Secondo un rapporto del Pentagono, il mar Cinese meridionale è inoltre il luogo dove stazionano i sottomarini cinesi dotati di armi nucleari, che da tempo starebbero aumentando di numero e per intensità delle pattuglie. Non molto distante dalle acque contese, nel golfo della Thailandia, Pechino ha da poco concluso delle esercitazioni congiunte con la Cambogia, con cui sta rafforzando i legami militari.
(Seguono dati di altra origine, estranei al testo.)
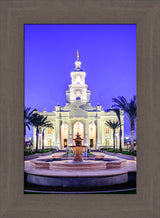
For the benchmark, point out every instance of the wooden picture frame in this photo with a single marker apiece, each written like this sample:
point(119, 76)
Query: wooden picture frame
point(13, 15)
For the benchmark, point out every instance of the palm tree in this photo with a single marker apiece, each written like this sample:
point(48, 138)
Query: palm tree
point(117, 111)
point(48, 124)
point(28, 114)
point(130, 111)
point(39, 121)
point(113, 125)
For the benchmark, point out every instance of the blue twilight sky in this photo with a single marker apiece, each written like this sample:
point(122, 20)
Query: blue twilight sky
point(107, 53)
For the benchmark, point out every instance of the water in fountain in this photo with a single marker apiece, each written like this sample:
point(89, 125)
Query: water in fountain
point(78, 149)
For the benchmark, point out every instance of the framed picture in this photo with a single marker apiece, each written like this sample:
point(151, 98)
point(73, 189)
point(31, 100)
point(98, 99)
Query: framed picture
point(14, 203)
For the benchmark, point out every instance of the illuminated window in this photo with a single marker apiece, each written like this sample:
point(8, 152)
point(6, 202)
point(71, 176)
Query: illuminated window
point(107, 130)
point(49, 130)
point(107, 141)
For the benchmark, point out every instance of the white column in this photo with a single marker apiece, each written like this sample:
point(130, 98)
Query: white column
point(98, 133)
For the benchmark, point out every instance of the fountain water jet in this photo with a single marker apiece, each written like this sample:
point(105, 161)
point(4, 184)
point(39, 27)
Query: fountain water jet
point(78, 149)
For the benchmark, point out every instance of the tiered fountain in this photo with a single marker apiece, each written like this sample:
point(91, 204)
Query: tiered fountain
point(47, 171)
point(78, 149)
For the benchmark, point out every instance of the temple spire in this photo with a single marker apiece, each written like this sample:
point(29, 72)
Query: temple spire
point(77, 55)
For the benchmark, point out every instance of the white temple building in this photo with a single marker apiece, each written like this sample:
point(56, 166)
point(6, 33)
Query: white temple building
point(78, 115)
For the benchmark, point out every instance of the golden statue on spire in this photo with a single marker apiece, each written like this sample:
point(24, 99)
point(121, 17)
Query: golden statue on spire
point(77, 55)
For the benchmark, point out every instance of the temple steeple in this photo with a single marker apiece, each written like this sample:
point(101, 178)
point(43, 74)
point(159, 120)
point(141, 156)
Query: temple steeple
point(78, 89)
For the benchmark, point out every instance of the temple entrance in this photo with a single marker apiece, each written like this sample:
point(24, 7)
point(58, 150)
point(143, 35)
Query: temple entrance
point(64, 135)
point(92, 135)
point(78, 128)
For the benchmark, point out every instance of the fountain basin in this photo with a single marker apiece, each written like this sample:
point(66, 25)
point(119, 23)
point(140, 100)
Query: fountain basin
point(47, 172)
point(48, 163)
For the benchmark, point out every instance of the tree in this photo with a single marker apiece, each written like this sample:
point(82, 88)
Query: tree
point(130, 111)
point(39, 121)
point(113, 125)
point(117, 111)
point(28, 115)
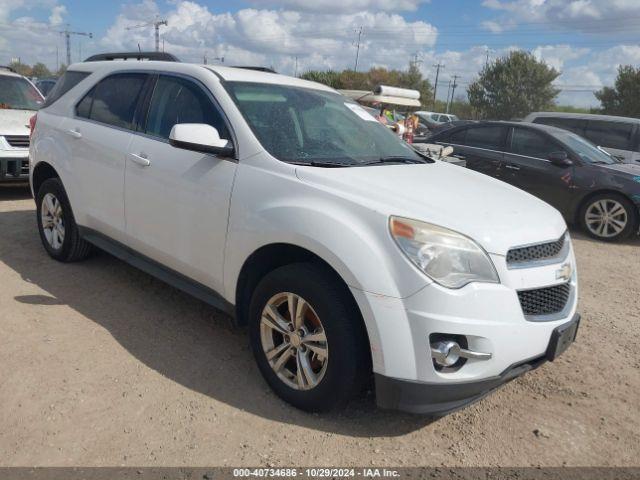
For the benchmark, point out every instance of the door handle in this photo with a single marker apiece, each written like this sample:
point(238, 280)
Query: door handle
point(141, 159)
point(75, 133)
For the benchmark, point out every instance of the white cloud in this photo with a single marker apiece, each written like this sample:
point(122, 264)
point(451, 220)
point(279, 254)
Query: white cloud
point(343, 6)
point(579, 15)
point(274, 36)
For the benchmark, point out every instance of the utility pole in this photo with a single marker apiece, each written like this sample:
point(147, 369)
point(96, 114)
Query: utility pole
point(453, 89)
point(435, 86)
point(67, 35)
point(416, 60)
point(360, 32)
point(156, 25)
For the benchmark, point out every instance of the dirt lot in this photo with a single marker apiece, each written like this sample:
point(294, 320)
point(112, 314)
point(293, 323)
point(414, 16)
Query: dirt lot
point(101, 364)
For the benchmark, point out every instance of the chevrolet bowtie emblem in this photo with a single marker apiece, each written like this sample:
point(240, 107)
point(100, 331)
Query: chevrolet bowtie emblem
point(564, 273)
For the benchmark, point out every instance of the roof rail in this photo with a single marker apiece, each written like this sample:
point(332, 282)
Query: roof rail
point(157, 56)
point(257, 69)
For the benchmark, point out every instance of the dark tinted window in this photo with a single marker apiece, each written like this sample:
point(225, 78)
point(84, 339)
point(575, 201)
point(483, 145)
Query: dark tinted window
point(65, 83)
point(83, 109)
point(610, 134)
point(177, 100)
point(572, 124)
point(115, 99)
point(491, 138)
point(532, 144)
point(458, 137)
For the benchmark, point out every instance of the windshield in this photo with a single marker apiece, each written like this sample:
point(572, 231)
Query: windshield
point(18, 94)
point(308, 126)
point(586, 150)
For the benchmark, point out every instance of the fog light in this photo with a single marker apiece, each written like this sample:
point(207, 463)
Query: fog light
point(446, 353)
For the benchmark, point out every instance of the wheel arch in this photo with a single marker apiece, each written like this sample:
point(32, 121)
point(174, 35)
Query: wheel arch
point(584, 200)
point(42, 172)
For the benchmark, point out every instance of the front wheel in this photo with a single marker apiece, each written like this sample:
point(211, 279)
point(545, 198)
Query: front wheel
point(308, 338)
point(609, 217)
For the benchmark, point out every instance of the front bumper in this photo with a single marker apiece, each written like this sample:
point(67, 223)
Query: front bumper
point(441, 398)
point(14, 169)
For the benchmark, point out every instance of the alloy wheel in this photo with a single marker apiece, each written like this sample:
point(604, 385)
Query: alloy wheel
point(606, 218)
point(294, 341)
point(52, 221)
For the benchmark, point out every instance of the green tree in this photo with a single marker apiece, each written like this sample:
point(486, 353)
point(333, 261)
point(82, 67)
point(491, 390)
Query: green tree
point(624, 97)
point(40, 70)
point(513, 86)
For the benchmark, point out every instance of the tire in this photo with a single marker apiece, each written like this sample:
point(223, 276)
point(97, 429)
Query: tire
point(619, 221)
point(58, 231)
point(340, 374)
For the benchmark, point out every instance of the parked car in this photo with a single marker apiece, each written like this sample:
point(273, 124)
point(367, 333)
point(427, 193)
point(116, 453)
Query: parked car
point(433, 120)
point(45, 85)
point(620, 136)
point(341, 248)
point(588, 186)
point(19, 99)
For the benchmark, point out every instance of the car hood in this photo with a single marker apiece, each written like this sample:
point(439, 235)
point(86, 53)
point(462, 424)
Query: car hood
point(15, 122)
point(495, 214)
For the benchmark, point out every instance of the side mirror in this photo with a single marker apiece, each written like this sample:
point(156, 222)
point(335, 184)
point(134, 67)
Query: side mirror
point(200, 137)
point(560, 159)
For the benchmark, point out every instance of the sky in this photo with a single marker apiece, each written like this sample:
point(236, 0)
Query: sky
point(586, 40)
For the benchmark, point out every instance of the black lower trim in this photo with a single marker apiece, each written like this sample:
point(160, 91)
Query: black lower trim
point(157, 270)
point(441, 398)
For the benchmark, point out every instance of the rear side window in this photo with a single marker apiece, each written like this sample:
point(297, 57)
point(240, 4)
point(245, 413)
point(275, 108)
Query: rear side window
point(572, 124)
point(458, 137)
point(113, 101)
point(177, 100)
point(65, 83)
point(491, 138)
point(532, 144)
point(611, 134)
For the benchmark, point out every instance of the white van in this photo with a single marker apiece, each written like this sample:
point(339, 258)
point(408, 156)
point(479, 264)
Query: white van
point(619, 136)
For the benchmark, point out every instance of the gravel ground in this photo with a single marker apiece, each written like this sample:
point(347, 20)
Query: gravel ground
point(101, 364)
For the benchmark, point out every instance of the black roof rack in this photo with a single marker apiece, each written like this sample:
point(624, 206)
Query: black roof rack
point(157, 56)
point(257, 69)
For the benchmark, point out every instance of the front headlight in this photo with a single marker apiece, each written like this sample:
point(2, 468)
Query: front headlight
point(445, 256)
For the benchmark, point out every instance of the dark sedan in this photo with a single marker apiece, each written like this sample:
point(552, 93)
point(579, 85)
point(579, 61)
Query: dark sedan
point(586, 184)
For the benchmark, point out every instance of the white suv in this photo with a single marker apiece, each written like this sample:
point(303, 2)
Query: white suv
point(19, 99)
point(341, 249)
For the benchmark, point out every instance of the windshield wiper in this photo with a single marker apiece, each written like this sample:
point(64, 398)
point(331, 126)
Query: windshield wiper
point(397, 159)
point(315, 163)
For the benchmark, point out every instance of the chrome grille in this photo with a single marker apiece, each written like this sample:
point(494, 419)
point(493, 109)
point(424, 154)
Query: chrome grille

Phnom Penh è accusata di aver stipulato un accordo segreto per permettere all’Esercito popolare cinese di usare la base navale di Ream: sarebbe la prima nel Sud-Est asiatico per la Cina.

Due giorni dopo la fine delle esercitazioni attorno a Taiwan, il 12 aprile, il presidente cinese Xi Jinping ha visitato la provincia meridionale del Guangdong. In un discorso alla Marina cinese che opera nel mar Cinese meridionale, Xi ha parlato della necessità di difendere “la sovranità territoriale della Cina e i suoi interessi marittimi” e di “rafforzare l’addestramento militare orientato al combattimento reale”. Dichiarazioni dall’alto tasso retorico ma indicative dello stato delle tensioni nella regione. A qualche centinaio di chilometri dal Guangdong, Filippine e Stati Uniti avevano già pianificato di testare il bombardamento e l’affondamento di una finta nave nemica durante le “Balikatan 2023”.